GREELEY -- A Platteville woman, whose nephew was one of two people killed in recent rail crossing accidents in Weld County, is spearheading an effort to recall Weld County Commissioner Barbara Kirkmeyer.
Sara Mondragon says Kirkmeyer, who chairs the Highway 85 Coalition, should have done more to make rail crossings safer.
Mondragon’s 16-year old nephew, Dallas Duran, was killed at the Fifth Street rail crossing in Eaton in February of 2017.
Nearly a year later, 18-year old Kennedy Ingram died at the same crossing.
Mondragon said if Kirkmeyer had pushed to spend $600,000 for crossing arms, “it would have prevented an entire community from grieving.”
“I just feel that somebody needs to be held accountable,” Mondragon said. “She had this in her lap for nine years and has done nothing to make (safety) improvements.”
Mondragon told Denver7 it was only after the recall effort was made public that CDOT announced it would close several crossings along Highway 85 and would install crossing arms in Eaton.
“I’m very sorry that her nephew was killed,” the commissioner said. “I’m sorry when there is any kind of tragedy like that. I certainly understand the trauma that that puts on a family, but for her to claim that nothing happened until after the recall was put in place is not factual.”
Kirkmeyer said the recall effort is being fueled with misinformation.

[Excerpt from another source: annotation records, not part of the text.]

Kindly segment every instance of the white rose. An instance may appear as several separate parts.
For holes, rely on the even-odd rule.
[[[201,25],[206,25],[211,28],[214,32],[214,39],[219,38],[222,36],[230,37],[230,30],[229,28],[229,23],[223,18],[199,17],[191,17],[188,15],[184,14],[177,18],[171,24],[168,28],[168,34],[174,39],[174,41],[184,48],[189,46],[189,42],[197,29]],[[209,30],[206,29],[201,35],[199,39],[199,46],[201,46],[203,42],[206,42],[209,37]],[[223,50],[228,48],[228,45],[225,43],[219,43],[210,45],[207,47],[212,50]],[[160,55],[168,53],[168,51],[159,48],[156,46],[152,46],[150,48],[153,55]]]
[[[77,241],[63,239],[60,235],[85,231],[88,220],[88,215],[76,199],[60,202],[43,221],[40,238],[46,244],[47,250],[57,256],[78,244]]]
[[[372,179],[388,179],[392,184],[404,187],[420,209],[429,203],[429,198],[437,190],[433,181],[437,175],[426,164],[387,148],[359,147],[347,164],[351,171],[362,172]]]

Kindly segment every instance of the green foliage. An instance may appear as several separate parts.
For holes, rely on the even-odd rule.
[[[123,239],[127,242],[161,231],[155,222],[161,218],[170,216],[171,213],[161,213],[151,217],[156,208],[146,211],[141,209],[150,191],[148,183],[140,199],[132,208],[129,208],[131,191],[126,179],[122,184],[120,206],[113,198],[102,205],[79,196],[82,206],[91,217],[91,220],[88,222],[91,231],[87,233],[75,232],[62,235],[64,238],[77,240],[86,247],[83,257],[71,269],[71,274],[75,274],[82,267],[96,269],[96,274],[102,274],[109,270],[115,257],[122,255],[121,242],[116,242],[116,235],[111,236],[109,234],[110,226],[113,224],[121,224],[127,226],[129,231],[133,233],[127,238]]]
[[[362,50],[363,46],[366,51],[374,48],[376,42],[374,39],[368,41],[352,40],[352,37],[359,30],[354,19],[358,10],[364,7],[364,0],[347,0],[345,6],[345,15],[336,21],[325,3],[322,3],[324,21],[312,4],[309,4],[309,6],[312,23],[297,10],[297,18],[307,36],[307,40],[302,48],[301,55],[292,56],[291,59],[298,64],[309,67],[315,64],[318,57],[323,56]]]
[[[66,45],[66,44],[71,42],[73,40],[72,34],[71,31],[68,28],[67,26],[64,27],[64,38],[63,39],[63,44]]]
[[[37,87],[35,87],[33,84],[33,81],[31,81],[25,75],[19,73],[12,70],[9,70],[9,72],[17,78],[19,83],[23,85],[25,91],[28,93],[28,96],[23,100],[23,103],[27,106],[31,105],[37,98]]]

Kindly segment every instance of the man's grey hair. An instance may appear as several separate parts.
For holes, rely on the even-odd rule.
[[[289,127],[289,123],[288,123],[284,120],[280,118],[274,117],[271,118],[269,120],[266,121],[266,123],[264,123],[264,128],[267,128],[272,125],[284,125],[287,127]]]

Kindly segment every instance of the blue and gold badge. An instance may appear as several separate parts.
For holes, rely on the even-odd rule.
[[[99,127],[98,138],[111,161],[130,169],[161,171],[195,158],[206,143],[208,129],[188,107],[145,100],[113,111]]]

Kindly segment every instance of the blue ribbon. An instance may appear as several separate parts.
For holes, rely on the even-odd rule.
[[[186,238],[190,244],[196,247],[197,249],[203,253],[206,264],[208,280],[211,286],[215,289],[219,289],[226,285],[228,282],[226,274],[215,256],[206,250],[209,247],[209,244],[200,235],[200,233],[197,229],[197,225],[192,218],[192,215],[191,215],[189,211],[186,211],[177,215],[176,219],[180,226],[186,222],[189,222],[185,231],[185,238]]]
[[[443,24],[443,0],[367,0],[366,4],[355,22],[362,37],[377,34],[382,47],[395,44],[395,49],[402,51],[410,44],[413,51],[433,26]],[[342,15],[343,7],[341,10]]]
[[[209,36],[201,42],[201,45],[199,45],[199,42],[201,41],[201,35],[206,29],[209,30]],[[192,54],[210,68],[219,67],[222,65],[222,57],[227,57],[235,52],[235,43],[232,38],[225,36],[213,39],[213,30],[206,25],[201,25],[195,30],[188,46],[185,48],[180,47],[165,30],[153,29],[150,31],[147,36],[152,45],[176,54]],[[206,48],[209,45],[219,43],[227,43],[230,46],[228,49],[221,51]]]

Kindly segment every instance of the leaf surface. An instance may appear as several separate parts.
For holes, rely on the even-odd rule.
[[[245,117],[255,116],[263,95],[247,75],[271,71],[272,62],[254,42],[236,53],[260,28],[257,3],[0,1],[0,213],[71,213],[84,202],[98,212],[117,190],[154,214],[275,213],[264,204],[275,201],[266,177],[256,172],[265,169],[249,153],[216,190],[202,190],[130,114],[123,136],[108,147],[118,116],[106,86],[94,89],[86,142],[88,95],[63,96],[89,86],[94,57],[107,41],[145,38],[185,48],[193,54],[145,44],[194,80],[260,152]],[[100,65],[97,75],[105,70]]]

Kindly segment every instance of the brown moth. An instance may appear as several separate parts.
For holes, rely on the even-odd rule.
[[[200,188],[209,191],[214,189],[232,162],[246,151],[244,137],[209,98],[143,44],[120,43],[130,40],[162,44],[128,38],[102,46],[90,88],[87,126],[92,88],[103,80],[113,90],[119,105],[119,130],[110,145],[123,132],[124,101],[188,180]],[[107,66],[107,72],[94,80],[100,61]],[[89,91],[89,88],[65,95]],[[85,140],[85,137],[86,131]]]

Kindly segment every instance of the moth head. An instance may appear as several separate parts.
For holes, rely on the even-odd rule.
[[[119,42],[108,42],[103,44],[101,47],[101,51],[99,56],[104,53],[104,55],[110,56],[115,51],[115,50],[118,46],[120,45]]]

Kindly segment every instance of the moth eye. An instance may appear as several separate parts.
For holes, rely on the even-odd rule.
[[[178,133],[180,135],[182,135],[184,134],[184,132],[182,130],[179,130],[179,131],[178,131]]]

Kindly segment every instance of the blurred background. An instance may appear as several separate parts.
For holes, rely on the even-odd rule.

“That crossing is not in my district,” she said, “but the Mayor of Eaton brought it up last year because we were working on the 85 corridor, and on some issues with Union Pacific.”
She said he mentioned that he’d like to see some crossing arms on Fifth Street.
“I’m the one that went and spoke to CDOT, went and spoke to Union Pacific and to the Public Utilities Commission,” she said. “The reality is that those crossing arms are slated to be finished this year, hopefully this fall.”
“She’s blaming me saying I didn’t act. Well, as soon as I heard about it (from the mayor,) I acted and got results.”
Kirkmeyer believes the recall effort is politically motivated and that opponents who don’t like her stance on property rights, and other issues, are using Mondragon as a pawn in a political game.
Mondragon accuses Kirkmeyer of using her public office for political gain.
She said the commissioner recently sold some personal property, for $3-million, to a company that does business with the Board of Commissioners.
She said the property was worth $900,000.
“That’s a conflict of interest,” Mondragon said.
“More misinformation,” Kirkmeyer replied.
“I did sell some property,” she said, “my 1/6 interest in a farm. I sold my share to an individual. That individual sold it to someone else. That’s not on me. He sold it to Anadarko. They own it now, I didn’t sell it to them.”
Mondragon also alleges that Kirkmeyer has scheduled public meetings that didn’t turn out to be public.
“Ms. Mondragon has never reached out to me,” Kirkmeyer said. “She has chosen a very public and aggressive route to air her grievances, when she has not even talked to me personally. I am saddened by that.”
The commissioner believes others in Weld County are using Mondragon to achieve their own ends.
“For the last few years, a small group of engaged, very narrow folks, who have a radical agenda, and are politically motivated, are using her as a pawn in their political game,” Kirkmeyer said. “That’s not the purpose of a recall, for a special interest group with a specific agenda.”
What Happens Next
The Weld County Clerk & Recorder's Office has sent a certified letter to Commissioner Kirkmeyer regarding the affidavit filed by Mondragon.
Once she receives it, she’ll have five business days to respond.
Once that happens, Mondragon will meet with the County Attorney to come up with a format for the petition.
After it is selected, Mondragon will have 60 days to collect 5,767 signatures to get the issue on the ballot.
When asked whether there would be a special election, Deputy Clerk and Recorder Rudy Santos said they don’t know yet and won’t until the rest of the process plays out.